Categories: Personalities , Calendar

Rudolf Beran

He was an excellent speaker and knew how to win people over. Rudolf Beran worked his way up to Prime Minister. Although he actively supported the union, after the war he was made a traitor and sentenced to 20 years in prison. He died in Leopoldov prison on February 28, 1954.

Rudolf Beran was born on 28 December 1887 in Pracejovice, Prostějov region, into a family of a small farmer and innkeeper. After graduating from the economic school, he went to Prague, where he worked in the Central Union of Economicch societies and then at the headquarters of the Republican Party of Agricultural and Smallholders' People, as the name of the agrarian party was. He soon became secretary and was therefore a very close associate of the chairman, Antonín Švehla.

When Švehla died, Beran was elected head of the Agrarian Party. He disagreed with the rapprochement with the Soviet Union and led the anti-German wing. At the end of 1935, he even wanted to prevent the election of Edvard Beneš to the highest office, which he failed to do. "He made clumsy attempts to cooperate with the Hitler-backed Sudeten German Party in order to deflect pressure from Berlinfrom Berlin, which was growing stronger," writes publicist and author Karel Pacner in his book Unusual Touches of History.

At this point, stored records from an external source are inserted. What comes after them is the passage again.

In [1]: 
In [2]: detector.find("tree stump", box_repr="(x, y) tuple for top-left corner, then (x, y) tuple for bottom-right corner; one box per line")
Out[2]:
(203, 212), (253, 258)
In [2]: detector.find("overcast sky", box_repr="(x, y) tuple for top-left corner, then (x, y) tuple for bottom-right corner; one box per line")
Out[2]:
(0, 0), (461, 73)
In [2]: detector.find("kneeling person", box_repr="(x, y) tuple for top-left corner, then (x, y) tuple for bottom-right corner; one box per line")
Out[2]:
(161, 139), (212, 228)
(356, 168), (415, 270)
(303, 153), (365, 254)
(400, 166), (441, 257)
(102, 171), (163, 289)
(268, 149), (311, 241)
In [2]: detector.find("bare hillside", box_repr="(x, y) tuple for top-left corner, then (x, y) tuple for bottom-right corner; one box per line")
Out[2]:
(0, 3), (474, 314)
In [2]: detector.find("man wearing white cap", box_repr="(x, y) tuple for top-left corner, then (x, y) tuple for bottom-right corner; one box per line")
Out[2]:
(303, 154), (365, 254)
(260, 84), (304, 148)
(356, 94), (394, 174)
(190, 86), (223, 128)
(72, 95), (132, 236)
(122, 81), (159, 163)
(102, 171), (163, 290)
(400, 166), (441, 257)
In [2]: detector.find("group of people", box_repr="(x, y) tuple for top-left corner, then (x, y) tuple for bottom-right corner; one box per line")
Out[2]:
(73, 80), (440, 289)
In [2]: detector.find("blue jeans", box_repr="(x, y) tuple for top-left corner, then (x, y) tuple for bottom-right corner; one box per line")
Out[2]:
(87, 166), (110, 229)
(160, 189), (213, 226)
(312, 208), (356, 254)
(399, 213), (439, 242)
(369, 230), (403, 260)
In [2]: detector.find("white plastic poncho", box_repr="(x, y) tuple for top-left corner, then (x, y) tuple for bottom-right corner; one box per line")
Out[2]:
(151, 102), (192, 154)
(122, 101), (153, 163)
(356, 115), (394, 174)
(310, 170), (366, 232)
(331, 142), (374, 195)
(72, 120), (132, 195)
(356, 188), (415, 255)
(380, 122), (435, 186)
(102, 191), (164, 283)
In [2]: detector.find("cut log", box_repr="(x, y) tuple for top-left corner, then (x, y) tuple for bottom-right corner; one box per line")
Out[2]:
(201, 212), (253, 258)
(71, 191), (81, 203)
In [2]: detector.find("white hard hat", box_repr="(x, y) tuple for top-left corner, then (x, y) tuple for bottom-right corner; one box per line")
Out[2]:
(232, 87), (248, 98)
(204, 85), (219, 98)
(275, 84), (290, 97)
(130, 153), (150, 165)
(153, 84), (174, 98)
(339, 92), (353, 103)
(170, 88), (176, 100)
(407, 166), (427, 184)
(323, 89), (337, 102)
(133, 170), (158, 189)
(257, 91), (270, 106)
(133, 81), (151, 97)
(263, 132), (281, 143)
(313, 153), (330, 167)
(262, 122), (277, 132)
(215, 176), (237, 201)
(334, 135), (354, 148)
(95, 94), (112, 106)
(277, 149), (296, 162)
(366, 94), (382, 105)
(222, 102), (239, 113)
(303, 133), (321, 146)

In December 1938, Beran became prime minister of Czechoslovakia, but a few months later he had to accept the German occupation and move to the Protectorate government. However, he stayed there for just over a month, as the entire government signed a resignation and Beran left political life. He actively supported the resistance, often with quite large sums of money. He was in contact with a group calling itself the Defence of the Nation. In May 1941 he was arrested by the Gestapo for treason, the main witness being K. H. Frank. Beran was sentenced to ten years in prison and had his property confiscated. Two years later he was released to house arrest for unknown reasons.

During the Protectorate, he had to meet with occupation officials for a time as a government official, which made his next trial after the war more difficult. In 1945, Beran was arrested again, only this time for collaboration with the Germans and was branded a traitor to the nation. The National Court sentenced him to twenty years of hard labour.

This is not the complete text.